This sample illustrates how to utilize the Hyland Document Filters SDK to convert a PDF document into HiDef Markdown format with enabled table detection. It provides a straightforward workflow for initializing the Document Filters API, opening the PDF document, and rendering its content into a well-structured Markdown output.
What You Will Learn:
API Initialization: Understand how to initialize the Hyland Document Filters API with a valid license code to enable document processing.
Document Opening: Learn how to open a PDF document for conversion to HiDef Markdown using the OpenExtractor method, ensuring the use of the correct open mode (e.g., Paginated) and enabling table detection with specific options.

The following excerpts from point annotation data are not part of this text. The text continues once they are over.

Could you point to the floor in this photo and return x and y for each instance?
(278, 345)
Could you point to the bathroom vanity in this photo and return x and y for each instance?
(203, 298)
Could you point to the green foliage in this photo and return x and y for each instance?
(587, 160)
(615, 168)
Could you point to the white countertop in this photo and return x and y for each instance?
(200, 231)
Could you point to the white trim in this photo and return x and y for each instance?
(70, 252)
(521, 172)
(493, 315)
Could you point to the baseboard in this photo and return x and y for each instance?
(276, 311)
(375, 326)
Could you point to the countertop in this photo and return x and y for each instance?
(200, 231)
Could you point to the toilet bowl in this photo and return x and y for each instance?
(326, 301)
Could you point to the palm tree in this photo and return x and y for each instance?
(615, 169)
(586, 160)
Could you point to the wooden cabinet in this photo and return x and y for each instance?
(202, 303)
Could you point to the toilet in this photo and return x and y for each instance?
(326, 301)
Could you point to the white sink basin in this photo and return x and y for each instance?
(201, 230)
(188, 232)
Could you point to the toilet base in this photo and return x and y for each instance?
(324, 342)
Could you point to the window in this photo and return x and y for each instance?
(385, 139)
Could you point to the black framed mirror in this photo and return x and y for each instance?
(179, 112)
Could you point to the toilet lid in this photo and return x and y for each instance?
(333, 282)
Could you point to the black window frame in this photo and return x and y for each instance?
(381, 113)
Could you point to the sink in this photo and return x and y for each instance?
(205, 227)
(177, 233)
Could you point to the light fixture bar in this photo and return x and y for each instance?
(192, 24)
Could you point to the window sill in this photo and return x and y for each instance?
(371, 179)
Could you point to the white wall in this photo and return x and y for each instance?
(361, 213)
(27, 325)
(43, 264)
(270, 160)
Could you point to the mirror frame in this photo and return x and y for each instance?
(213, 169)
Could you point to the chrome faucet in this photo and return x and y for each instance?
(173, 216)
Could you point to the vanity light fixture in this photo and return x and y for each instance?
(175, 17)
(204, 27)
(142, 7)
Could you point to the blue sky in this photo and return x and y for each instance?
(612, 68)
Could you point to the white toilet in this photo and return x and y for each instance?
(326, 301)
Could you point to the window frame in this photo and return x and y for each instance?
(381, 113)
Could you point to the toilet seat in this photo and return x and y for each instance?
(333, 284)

Output Canvas Creation: Discover how to create an output canvas using the MakeOutputCanvas method, specifying the desired output file name and canvas type (e.g., MARKDOWN) to generate the Markdown structure.
Content Rendering: Learn how to render the document's pages into the output canvas, efficiently transforming the document's content, including detected tables, into Markdown format.
Resource Management: Gain insights into effective resource management in .NET by utilizing using statements to ensure that document and canvas objects are properly disposed of after use.
By following this sample, you will become familiar with the basics of setting up the Document Filters API, converting PDF documents to HiDef Markdown with table detection, and efficiently rendering document content for web applications.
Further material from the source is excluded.